= Lehri tribe =

Lehri tribe (لہڑی) is a tribe in the Balochistan province of Pakistan, belonging to the Sarawani branch of tribes. The tribe inhabits Sarawan and Sibbi, and is bilingual in Brahui and Balochi.

Historians have linked the origins of the Lehri tribe to both the Dombki and the Rinds; Lehri branching out of the Dombki as a tribe, the Dombki emerging out of Rind as a tribe. The Rind being the tree from which many Baloch tribes have emerged, linking one tribe to the other as one people.

== History ==
The Lehris originally had their headquarters in Narmuk, Kalat District. During the reign of Mir Abdullah Khan of Kalat, Sardar Kakkar Khan Lehri lost his life in Bibi Nani whilst fighting the Kalhoras from the Kachhi District. The Kalhoras were forced to leave Kachhi when a retaliatory attack was launched on them by a collection of Baloch tribes.

Sardar Mir Jahangir Khan Lehri actively assisted the Khan of Kalat Mir Khudaidad Khan in controlling rebels in the Kadh region of Mastung Valley.

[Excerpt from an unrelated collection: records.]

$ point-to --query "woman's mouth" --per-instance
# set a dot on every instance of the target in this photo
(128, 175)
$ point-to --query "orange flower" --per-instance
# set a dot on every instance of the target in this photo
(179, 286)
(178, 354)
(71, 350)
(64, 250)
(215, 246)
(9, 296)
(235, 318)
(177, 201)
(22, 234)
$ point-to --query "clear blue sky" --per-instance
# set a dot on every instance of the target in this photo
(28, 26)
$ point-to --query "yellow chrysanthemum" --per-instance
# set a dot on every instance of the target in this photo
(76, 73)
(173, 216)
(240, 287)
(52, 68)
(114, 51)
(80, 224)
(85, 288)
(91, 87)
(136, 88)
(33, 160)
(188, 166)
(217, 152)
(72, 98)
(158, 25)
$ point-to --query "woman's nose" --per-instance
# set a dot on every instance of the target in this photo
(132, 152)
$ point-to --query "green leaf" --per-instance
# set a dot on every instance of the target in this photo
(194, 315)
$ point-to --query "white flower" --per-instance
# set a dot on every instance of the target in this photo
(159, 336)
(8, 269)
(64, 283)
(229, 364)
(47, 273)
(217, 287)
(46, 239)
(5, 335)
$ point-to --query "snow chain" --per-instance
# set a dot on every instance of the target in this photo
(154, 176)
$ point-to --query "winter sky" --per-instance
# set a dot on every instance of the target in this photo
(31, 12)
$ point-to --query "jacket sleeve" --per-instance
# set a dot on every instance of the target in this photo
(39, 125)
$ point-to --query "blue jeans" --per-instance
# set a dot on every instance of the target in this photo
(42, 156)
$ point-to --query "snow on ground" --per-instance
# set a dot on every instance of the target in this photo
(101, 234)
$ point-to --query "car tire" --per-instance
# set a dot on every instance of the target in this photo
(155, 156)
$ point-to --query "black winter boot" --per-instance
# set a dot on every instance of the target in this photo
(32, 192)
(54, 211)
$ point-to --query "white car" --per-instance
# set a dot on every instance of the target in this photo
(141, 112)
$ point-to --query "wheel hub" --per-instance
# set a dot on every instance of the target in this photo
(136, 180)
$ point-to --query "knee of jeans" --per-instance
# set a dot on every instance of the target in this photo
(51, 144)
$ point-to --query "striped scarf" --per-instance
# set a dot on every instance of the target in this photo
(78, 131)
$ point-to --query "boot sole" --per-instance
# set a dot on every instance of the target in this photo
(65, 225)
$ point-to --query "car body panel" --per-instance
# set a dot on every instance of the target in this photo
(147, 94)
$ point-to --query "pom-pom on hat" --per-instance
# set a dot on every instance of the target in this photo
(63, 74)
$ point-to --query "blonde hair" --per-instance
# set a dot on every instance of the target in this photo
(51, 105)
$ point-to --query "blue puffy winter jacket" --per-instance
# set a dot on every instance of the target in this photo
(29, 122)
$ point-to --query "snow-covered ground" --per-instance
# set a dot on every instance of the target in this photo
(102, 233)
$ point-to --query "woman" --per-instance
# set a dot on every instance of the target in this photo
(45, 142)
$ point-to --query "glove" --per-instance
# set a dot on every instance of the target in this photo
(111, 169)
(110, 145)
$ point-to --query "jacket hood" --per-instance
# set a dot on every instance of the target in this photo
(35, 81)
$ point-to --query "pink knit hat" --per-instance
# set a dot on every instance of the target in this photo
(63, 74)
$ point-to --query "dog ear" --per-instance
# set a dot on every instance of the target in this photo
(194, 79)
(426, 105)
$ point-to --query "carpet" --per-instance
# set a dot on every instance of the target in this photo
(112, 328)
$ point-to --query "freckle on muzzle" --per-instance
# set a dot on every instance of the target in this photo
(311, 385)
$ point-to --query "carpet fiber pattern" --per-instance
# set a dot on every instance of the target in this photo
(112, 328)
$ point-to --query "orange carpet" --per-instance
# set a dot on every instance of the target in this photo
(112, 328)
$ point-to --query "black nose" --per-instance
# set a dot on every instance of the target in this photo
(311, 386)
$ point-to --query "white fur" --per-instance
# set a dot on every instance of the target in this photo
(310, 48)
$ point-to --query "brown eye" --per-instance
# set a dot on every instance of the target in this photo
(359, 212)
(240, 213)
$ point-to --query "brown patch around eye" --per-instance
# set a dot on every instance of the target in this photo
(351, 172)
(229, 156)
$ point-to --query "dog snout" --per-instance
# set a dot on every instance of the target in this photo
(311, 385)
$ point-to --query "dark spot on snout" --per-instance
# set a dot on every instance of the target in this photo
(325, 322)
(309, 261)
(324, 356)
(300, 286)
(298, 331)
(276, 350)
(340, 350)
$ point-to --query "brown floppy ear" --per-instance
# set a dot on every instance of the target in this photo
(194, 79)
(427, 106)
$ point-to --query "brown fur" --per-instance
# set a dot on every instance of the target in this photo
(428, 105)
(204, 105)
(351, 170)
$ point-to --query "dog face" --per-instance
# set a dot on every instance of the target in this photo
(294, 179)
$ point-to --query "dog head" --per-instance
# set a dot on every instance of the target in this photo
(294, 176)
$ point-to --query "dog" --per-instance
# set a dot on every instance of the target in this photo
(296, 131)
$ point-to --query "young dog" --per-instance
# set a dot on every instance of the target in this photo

After his death Sardar Mir Dost Mohammad Khan Lehri supervised the tribe until his death in the year 1905. Sardar Mir Dost Mohammad Lehri was succeeded by Sardar Mir Mohammad Bahram Khan who was well loved and respected by the Lehris as well as Baloch from other tribes.

In the past, the Lehris were mostly land owners; agriculture being the main means of their livelihoods.